The research Dr Alex Kharlamov and I have been doing at UWE in partnership with colleagues at other institutions has been focused on personal data.
In the first major piece we developed the Hub of All Things. This is a place where you can store all your personal data. What we developed is a personal data micro-server; a platform that allows you to store, analyse and send out data, giving individuals more control over their digital labour. My research relates to how personal data from the home might help inform business models. IoT (Internet of Things) provides an opportunity to gather direct data from the home on how we use products and services.
We gave a group of people different IoT devices and they allowed us access to their data. We analysed what resources there are in the home and created four categories of associated ways they can be measured, which we named use visibility measures; depletion measures, consumption measures, experience measures, and interaction measures. So, if we consider a tin of beans, it is a depletion resource with a very long shelf life. The home owner may have several tins in their cupboard.
The supplier currently has no visibility of the number of tins in storage or the rate and time of consumption. With the power of the IoT and user permission, it would be possible to track this and replenish in a smart way such that when a tin is consumed another is automatically delivered. This changes the business model for the retailer and the nature of the resource moves from depletion to consumption. It also offers possibilities for more sustainable supply.
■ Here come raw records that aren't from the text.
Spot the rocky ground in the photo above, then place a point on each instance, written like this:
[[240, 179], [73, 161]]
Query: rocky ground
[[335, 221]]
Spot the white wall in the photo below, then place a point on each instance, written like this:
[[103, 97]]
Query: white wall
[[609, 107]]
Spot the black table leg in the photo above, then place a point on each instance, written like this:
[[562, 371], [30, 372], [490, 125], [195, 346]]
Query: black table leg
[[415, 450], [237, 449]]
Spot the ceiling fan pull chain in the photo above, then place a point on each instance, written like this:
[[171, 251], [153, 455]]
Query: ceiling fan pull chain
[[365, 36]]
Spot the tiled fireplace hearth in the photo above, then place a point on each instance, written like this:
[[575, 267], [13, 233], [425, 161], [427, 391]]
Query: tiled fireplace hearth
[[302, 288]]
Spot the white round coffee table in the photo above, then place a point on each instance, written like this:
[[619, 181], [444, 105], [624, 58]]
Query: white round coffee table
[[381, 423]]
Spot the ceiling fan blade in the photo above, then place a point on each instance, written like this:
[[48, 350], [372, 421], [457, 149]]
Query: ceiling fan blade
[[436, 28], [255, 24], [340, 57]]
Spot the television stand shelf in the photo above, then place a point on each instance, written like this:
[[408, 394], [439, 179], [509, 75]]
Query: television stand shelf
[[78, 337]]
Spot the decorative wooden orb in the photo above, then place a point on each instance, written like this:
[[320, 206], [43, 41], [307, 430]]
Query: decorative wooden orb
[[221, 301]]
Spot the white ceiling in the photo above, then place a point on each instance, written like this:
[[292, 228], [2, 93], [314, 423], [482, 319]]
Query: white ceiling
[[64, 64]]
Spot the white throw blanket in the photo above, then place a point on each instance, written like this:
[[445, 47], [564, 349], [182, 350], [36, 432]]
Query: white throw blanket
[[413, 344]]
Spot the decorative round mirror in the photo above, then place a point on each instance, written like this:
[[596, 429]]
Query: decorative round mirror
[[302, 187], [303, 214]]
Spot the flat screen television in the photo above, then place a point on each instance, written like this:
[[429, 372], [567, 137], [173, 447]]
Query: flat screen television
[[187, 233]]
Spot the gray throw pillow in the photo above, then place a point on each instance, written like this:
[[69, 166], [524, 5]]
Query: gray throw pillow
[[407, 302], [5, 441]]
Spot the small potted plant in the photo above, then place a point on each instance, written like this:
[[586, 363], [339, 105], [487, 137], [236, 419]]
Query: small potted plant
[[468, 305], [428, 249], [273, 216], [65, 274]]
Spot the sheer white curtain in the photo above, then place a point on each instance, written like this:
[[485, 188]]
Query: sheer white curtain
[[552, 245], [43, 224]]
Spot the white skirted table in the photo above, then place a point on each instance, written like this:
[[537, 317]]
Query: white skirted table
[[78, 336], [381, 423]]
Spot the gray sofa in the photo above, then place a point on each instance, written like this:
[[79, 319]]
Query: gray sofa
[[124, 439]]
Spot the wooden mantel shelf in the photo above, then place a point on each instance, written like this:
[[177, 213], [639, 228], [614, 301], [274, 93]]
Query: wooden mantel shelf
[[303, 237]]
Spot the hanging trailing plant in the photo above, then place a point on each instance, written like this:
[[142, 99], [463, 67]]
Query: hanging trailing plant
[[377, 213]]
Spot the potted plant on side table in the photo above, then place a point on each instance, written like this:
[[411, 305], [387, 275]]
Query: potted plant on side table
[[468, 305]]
IoT data allows us to see how a resource is used. For example, does the homeowner microwave or stove heat the beans, how are they used in combination with other foods, what times of day are they consumed and by whom? Access to such detailed data reveals opportunities to create new offers and for the provider to engage in dialogue with the homeowner to improve their experience.
However, data sharing at this level raises concerns about privacy and vulnerability. Our current research is addressing this important issue.
We started researching in the domain of medical data, as we perceive this as the most sensitive data and the principles of privacy and confidentiality are paramount. With medical data, we have found that people do evaluate the risk and benefit of sharing.
However, we find that the majority of patient’s share their medical data. Some of the possible interpretations of this finding is that individuals neglect the potential risk or over-estimate the potential benefit. Another possible interpretation is that patients do not fully understand the implications of sharing and quite how many people can access it. There is more work to be done here.
In a different study, we focused on assessing perceived individual vulnerability towards sharing personal data. We find that people overestimate the likelihood of rare types of data loss and underestimate of the most common and most likely types of data loss. When it comes to data relating to their finances (credit card or bank account details) or account access (passwords to different websites, or social media) people are rightly careful.
This was met with challenges as we found that individuals tend to be generally risk-taking, and do not feel vulnerable with regards to their identity data, email address, affiliation, etc. Identity data can be used to masquerade as someone else and causes one of the most common and eminent threats today. .
Our latest work seeks to measure individual risk-taking and risk perception for data, and we created a psychometric scale Cyber-Domain-Specific Risk-Taking Scale (CyberDOSPERT). Institutions tend to judge and model data loss from a financial point of view. Our findings show this differs from consumers who do not assess their information privacy from a financial point of view, but rather from an ethical standpoint.
The work suggests modelling risk associated with consumer data loss purely on financial terms is wrong and models needs to factor in the ethical judgements made by the consumer in the case of data breach.